When her insomnia was at its worst, Almara felt nauseous because of the lack of sleep and as a result, wasn’t able to eat properly because she “just wasn’t in the mood for food”. Almara admits she wasn’t “pleasant to be around” during this time, which is something Louise Waters, from Brighton, can relate to.
The 51-year-old, who runs a PR consultancy, has never been a heavy sleeper, but started suffering with insomnia when she was expecting twins 14 years ago. “Once they were born, my sleep was so disrupted I’ve never been able to sleep properly since,” she says. “I wake up most mornings at around 3am and lie awake for at least an hour – sometimes longer- before being able to go back to sleep. My poor family can sometimes get the brunt of it as I can be really irritable for no good reason.”
Louise is yet to find a method that consistently helps her insomnia, but says reading a read a book until she drops off again sometimes helps. Meanwhile Almara finds wearing earplugs at night and making time to go to the gym in the evening helps. For Sophie, meditation coupled with lavender pillow sprays can sometimes ease the stress and anxiety she believes are the root cause of her insomnia.
For those struggling with insomnia, Dr Vikki Powel shares these tips:
:: Accept that we all have individual variations in our sleep need and sleep drive – tune in to yours, are you better sleeping early or later, how much do you need to feel restored?
:: Know that it is a normal pattern of sleep to wake briefly four-five times in the night, typically after the repeating pattern of light sleep, deeper sleep, REM sleep. This cycle repeats approximately every 90 minutes.
:: Reduce stimulation from screen time, food, alcohol and caffeine. Exercise regularly and develop a robust ‘wind down’ routine for the hour before trying to sleep.
:: Increase conditions for good sleep (often referred to as sleep hygiene) – these include having bedroom that is dark enough (get black out blinds), warm enough but not overly warm, protected from outside noises and buying sufficient pillows. This can extend to managing disturbance factors from partners, i.e. ear plugs or an eye mask if partner snores or reads.
:: Increase your relaxation, which can be helped through mindfulness, meditation, gentle music, and diaphragm breathing.

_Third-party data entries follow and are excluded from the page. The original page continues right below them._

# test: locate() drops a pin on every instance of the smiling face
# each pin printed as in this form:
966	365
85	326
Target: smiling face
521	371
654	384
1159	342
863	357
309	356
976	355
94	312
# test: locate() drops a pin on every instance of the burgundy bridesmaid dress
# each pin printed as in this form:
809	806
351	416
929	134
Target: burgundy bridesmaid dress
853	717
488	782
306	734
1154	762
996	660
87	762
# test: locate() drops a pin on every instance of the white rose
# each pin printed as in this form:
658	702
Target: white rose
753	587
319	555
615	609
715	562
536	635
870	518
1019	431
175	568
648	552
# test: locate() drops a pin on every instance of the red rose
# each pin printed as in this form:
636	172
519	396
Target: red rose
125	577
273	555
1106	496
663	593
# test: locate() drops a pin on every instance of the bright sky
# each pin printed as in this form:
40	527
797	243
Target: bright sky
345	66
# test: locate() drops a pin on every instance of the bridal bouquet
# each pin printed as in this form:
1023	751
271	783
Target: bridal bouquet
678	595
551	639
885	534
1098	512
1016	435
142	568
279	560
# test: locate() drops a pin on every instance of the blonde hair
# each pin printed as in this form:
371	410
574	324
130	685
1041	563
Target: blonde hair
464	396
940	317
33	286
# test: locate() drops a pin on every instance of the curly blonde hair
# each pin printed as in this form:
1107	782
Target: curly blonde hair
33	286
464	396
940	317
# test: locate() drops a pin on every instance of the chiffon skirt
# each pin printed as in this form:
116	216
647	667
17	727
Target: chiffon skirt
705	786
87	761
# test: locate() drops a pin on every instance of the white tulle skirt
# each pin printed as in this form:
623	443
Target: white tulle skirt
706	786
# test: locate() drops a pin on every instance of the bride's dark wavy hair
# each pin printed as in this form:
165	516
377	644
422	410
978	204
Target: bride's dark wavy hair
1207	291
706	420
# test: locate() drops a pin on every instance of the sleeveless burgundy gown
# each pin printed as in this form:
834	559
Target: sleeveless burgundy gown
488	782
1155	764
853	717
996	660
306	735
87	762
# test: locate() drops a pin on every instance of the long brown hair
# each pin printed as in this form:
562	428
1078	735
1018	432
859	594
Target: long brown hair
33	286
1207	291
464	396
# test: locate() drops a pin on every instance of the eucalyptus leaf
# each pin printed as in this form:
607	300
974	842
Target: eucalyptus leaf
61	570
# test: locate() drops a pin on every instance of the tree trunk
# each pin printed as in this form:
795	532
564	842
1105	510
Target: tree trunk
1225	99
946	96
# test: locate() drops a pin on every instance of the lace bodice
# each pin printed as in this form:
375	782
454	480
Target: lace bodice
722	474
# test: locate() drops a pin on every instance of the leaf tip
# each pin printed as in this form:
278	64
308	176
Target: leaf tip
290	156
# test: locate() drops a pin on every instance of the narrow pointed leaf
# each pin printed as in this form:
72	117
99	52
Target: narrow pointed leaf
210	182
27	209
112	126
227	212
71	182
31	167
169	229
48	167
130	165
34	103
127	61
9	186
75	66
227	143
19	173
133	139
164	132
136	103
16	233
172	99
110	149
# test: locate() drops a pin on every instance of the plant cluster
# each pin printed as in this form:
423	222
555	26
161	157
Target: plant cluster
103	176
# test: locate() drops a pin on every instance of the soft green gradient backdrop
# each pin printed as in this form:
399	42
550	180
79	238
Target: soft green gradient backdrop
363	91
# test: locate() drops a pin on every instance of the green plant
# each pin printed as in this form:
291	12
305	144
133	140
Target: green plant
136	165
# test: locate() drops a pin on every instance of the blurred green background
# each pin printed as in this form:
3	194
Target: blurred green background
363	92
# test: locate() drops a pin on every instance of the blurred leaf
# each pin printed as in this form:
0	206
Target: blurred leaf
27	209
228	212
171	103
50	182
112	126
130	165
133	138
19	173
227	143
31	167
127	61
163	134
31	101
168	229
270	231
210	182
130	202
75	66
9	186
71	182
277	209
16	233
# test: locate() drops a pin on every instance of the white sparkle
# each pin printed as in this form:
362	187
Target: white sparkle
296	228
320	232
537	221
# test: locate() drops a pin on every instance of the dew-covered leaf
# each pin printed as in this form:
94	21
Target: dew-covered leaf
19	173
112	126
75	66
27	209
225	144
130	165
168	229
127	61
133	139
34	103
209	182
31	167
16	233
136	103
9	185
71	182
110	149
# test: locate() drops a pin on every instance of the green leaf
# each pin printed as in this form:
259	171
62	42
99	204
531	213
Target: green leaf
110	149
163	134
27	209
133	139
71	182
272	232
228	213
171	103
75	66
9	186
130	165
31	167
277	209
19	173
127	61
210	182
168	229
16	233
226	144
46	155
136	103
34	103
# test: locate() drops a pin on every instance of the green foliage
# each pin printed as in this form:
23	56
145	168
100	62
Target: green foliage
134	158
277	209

:: Allow yourself time before starting ‘wind down’ to write a list of worries or actions that may otherwise play on your mind.
:: Focus on sleep quality vs quantity.
:: If your insomnia is no longer attributable to a trigger event (which can range from a long-haul flight to a traumatic life event), seek help from a sleep specialist. Often these are psychologists and CBT therapists who can work with you on a 6-8 session basis.